La demande de déclarer la clause XI du contrat de prêt non écrite doit être rejetée.
Il est constant que lorsqu’une mise demeure, adressée par la banque à l’emprunteur et précisant qu’en l’absence de reprise du paiement des échéances dans un certain délai la déchéance du terme serait prononcée, est demeurée sans effet, la déchéance du terme est acquise à l’expiration de ce délai sans obligation pour la banque de procéder à sa notification.
En l’espèce, l’accusé de réception mentionnant une remise à son destinataire le 7 juillet 2023, ne comporte aucune signature.
Mme [G] ne conteste cependant pas en avoir été destinataire.
Ce courrier, daté du 3 juillet 2023, mentionne en objet “mise en demeure valant déchéance du terme” et le CIDF ne soutient pas qu’il a été suivi à l’expiration du délai imparti d’un mois d’une quelconque notification de la déchéance du terme.
Au contraire, il ressort du relevé de compte du 12 juillet 2024 édité par le CIDF que la déchéance du terme a été prononcée dès le 3 juillet 2024, soit le jour de l’émission de la lettre recommandée de sorte qu’il ne peut donc être considéré que le CIDF a clairement indiqué à Mme [G] que la déchéance du terme n’interviendrait qu’à l’expiration d’un délai de trente jours, et uniquement en l’absence de régularisation des échéances impayées, mais s’est affranchi de ses obligations contractuelles en prononçant la déchéance du terme sans mise en demeure préalable.

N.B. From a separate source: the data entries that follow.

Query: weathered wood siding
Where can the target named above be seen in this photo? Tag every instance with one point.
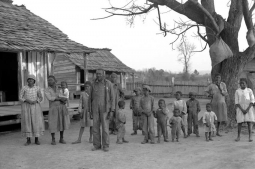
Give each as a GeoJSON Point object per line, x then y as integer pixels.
{"type": "Point", "coordinates": [64, 70]}
{"type": "Point", "coordinates": [35, 63]}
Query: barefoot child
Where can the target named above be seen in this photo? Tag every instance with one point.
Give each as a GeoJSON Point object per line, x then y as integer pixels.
{"type": "Point", "coordinates": [135, 105]}
{"type": "Point", "coordinates": [120, 123]}
{"type": "Point", "coordinates": [209, 118]}
{"type": "Point", "coordinates": [176, 124]}
{"type": "Point", "coordinates": [64, 92]}
{"type": "Point", "coordinates": [181, 105]}
{"type": "Point", "coordinates": [147, 108]}
{"type": "Point", "coordinates": [161, 116]}
{"type": "Point", "coordinates": [84, 111]}
{"type": "Point", "coordinates": [193, 108]}
{"type": "Point", "coordinates": [244, 99]}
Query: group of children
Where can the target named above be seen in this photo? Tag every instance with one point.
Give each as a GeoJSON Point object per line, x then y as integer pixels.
{"type": "Point", "coordinates": [185, 115]}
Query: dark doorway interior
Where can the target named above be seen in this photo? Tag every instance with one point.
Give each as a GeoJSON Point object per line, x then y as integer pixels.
{"type": "Point", "coordinates": [9, 76]}
{"type": "Point", "coordinates": [82, 79]}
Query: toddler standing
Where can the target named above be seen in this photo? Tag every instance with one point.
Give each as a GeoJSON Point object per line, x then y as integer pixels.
{"type": "Point", "coordinates": [64, 92]}
{"type": "Point", "coordinates": [181, 105]}
{"type": "Point", "coordinates": [209, 118]}
{"type": "Point", "coordinates": [176, 124]}
{"type": "Point", "coordinates": [120, 123]}
{"type": "Point", "coordinates": [161, 115]}
{"type": "Point", "coordinates": [135, 106]}
{"type": "Point", "coordinates": [193, 108]}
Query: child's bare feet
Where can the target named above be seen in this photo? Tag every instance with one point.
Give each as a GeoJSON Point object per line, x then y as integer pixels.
{"type": "Point", "coordinates": [76, 142]}
{"type": "Point", "coordinates": [125, 141]}
{"type": "Point", "coordinates": [237, 139]}
{"type": "Point", "coordinates": [90, 140]}
{"type": "Point", "coordinates": [118, 142]}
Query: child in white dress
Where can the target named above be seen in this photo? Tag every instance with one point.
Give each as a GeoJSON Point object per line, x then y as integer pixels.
{"type": "Point", "coordinates": [181, 105]}
{"type": "Point", "coordinates": [209, 118]}
{"type": "Point", "coordinates": [244, 100]}
{"type": "Point", "coordinates": [64, 92]}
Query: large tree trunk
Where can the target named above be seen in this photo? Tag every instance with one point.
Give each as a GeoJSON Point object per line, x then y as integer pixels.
{"type": "Point", "coordinates": [230, 70]}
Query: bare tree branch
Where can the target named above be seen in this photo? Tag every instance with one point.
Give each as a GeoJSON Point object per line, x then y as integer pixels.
{"type": "Point", "coordinates": [129, 12]}
{"type": "Point", "coordinates": [247, 15]}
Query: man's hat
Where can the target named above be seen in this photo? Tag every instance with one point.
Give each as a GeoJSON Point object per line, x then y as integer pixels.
{"type": "Point", "coordinates": [147, 88]}
{"type": "Point", "coordinates": [31, 77]}
{"type": "Point", "coordinates": [137, 89]}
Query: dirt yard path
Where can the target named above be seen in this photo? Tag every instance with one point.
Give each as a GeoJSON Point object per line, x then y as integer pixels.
{"type": "Point", "coordinates": [189, 153]}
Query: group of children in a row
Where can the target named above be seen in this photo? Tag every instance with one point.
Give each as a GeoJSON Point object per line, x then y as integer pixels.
{"type": "Point", "coordinates": [185, 115]}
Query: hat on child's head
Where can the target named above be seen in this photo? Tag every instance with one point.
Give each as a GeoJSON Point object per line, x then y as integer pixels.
{"type": "Point", "coordinates": [137, 89]}
{"type": "Point", "coordinates": [100, 71]}
{"type": "Point", "coordinates": [31, 77]}
{"type": "Point", "coordinates": [192, 94]}
{"type": "Point", "coordinates": [113, 75]}
{"type": "Point", "coordinates": [147, 88]}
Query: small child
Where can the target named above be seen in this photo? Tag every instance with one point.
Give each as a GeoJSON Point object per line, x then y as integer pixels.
{"type": "Point", "coordinates": [120, 123]}
{"type": "Point", "coordinates": [135, 105]}
{"type": "Point", "coordinates": [147, 109]}
{"type": "Point", "coordinates": [181, 105]}
{"type": "Point", "coordinates": [64, 92]}
{"type": "Point", "coordinates": [85, 113]}
{"type": "Point", "coordinates": [209, 118]}
{"type": "Point", "coordinates": [161, 116]}
{"type": "Point", "coordinates": [193, 108]}
{"type": "Point", "coordinates": [176, 124]}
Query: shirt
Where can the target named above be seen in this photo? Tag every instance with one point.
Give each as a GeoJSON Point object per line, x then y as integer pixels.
{"type": "Point", "coordinates": [31, 93]}
{"type": "Point", "coordinates": [64, 93]}
{"type": "Point", "coordinates": [181, 105]}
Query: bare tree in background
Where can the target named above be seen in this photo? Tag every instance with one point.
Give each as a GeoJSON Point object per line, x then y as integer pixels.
{"type": "Point", "coordinates": [185, 49]}
{"type": "Point", "coordinates": [202, 14]}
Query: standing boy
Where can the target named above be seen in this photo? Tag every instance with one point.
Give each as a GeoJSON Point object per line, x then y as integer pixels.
{"type": "Point", "coordinates": [118, 95]}
{"type": "Point", "coordinates": [135, 105]}
{"type": "Point", "coordinates": [193, 108]}
{"type": "Point", "coordinates": [120, 123]}
{"type": "Point", "coordinates": [181, 105]}
{"type": "Point", "coordinates": [147, 109]}
{"type": "Point", "coordinates": [161, 115]}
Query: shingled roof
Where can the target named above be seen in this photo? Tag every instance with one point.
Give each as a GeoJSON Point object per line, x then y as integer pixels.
{"type": "Point", "coordinates": [101, 58]}
{"type": "Point", "coordinates": [20, 29]}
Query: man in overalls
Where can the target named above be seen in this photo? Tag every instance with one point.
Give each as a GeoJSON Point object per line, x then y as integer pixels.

La créance du CIDF n’est donc pas exigible de sorte que le commandement de payer valant saisie immobilière n’a aucun fondement et doit être annulé, la procédure devenant sans objet.
Sur les dépens
Selon l’article 696 du code de procédure civile, la partie perdante est condamnée aux dépens, à moins que le juge, par décision motivée, n’en mette la totalité ou une fraction à la charge d’une autre partie.

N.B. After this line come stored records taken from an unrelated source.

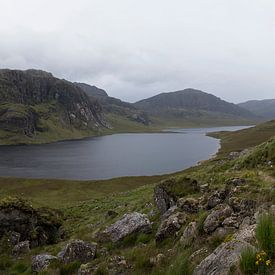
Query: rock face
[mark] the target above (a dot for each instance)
(189, 205)
(29, 98)
(189, 234)
(162, 199)
(41, 262)
(78, 250)
(226, 255)
(216, 218)
(130, 223)
(170, 226)
(39, 226)
(21, 248)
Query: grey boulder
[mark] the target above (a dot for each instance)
(41, 262)
(129, 224)
(216, 217)
(78, 250)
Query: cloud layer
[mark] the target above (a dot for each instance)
(135, 49)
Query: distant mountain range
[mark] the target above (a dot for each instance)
(262, 108)
(191, 103)
(36, 107)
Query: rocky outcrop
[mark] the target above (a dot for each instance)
(41, 262)
(226, 255)
(21, 248)
(170, 226)
(78, 250)
(162, 199)
(189, 205)
(129, 224)
(28, 98)
(189, 234)
(38, 226)
(216, 217)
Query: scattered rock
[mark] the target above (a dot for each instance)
(236, 181)
(225, 255)
(189, 205)
(189, 234)
(39, 226)
(204, 188)
(41, 262)
(21, 248)
(162, 199)
(245, 223)
(158, 260)
(216, 198)
(221, 233)
(170, 226)
(216, 217)
(111, 214)
(198, 253)
(78, 250)
(231, 221)
(172, 210)
(233, 155)
(130, 223)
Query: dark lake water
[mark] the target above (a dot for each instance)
(111, 156)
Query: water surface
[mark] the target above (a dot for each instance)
(111, 156)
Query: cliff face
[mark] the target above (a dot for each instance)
(34, 102)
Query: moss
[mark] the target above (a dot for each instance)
(16, 203)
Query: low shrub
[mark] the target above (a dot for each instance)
(265, 234)
(248, 261)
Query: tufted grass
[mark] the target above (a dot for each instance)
(248, 261)
(265, 234)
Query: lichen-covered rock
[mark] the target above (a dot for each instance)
(231, 221)
(78, 250)
(225, 255)
(162, 199)
(130, 223)
(216, 198)
(236, 181)
(41, 262)
(39, 226)
(189, 234)
(216, 217)
(189, 205)
(21, 248)
(170, 226)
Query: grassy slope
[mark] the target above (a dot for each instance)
(85, 204)
(240, 140)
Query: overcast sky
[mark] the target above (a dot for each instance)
(137, 48)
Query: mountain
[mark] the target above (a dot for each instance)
(37, 107)
(263, 108)
(191, 104)
(91, 90)
(115, 108)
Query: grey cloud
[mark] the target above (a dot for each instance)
(135, 49)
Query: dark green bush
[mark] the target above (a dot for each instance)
(248, 261)
(265, 234)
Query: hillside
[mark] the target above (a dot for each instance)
(91, 90)
(36, 107)
(262, 108)
(119, 112)
(194, 105)
(215, 218)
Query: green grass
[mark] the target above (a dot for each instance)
(248, 261)
(60, 193)
(265, 234)
(243, 139)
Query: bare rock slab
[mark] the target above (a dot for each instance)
(130, 223)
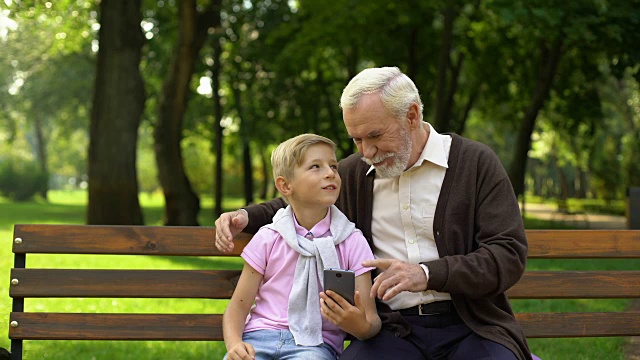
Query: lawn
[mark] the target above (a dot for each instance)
(69, 208)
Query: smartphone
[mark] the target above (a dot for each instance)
(343, 282)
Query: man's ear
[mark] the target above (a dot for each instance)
(413, 116)
(283, 186)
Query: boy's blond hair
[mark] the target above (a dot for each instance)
(290, 153)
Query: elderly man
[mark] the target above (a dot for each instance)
(439, 213)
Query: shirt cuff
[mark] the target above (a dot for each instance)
(426, 272)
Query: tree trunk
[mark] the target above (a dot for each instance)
(217, 112)
(549, 59)
(248, 171)
(118, 103)
(181, 202)
(442, 118)
(266, 174)
(41, 149)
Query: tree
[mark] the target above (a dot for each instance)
(118, 103)
(182, 204)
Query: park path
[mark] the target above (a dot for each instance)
(596, 222)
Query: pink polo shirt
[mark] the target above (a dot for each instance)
(269, 254)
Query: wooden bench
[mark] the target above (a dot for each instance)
(219, 284)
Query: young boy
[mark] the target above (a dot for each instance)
(284, 264)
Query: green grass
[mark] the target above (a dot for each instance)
(69, 208)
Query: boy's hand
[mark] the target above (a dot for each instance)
(241, 351)
(339, 312)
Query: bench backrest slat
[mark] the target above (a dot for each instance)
(219, 284)
(592, 324)
(120, 240)
(583, 244)
(577, 285)
(67, 326)
(208, 284)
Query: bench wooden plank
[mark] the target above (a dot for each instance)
(219, 284)
(120, 240)
(210, 284)
(577, 285)
(560, 325)
(66, 326)
(583, 244)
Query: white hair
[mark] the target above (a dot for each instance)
(397, 91)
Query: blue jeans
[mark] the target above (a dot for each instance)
(280, 345)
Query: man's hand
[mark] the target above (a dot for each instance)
(395, 277)
(228, 225)
(241, 351)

Le Crédit Immobilier succombe en ses prétentions et sera tenu des entiers dépens de la procédure.
Sur les frais de défense
Aux termes de l’article 700 du même code, le juge condamne la partie tenue aux dépens ou qui perd son procès à payer à l’autre partie la somme qu’il détermine, au titre des frais exposés et non compris dans les dépens.
Dans tous les cas, le juge tient compte de l’équité ou de la situation économique de la partie condamnée et peut, même d’office, pour des raisons tirées des mêmes considérations, dire qu’il n’y a pas lieu à ces condamnations.
Il est équitable en l’espèce de condamner le Crédit Immobilier à payer à Mme [D] [G] épouse [L] et M. [E] [L] la somme de 1500€ au titre de leurs frais de défense.
PAR CES MOTIFS
Le Juge de l’Exécution, statuant publiquement, par jugement contradictoire, mis à disposition au greffe, en premier ressort,
DÉCLARE le Crédit Immobilier de France SA mal fondé en sa fin de non- recevoir,
REÇOIT M. [E] [L] en ses demandes,
ANNULE le commandement de payer valant saisie immobilière notifié le 1er mars 2024 à Mme [D] [G] épouse [L] à la demande du Crédit Immobilier de France SA,
CONSTATE que la procédure de saisie immobilière de l’immeuble sis [Adresse 2] à [Localité 13] (54), cadastré section AA n°[Cadastre 6] [Cadastre 7] est devenue sans objet,
DÉBOUTE les parties de leurs demandes amples ou contraires,
CONDAMNE le Crédit Immobilier de France SA à payer à Mme [D] [G] épouse [L] et M. [E] [L] la somme de 1500€ au titre de l’article 700 du code de procédure civile,
CONDAMNE le Crédit Immobilier de France SA aux entiers dépens.
Ainsi jugé et mis à disposition, le 1er octobre 2025.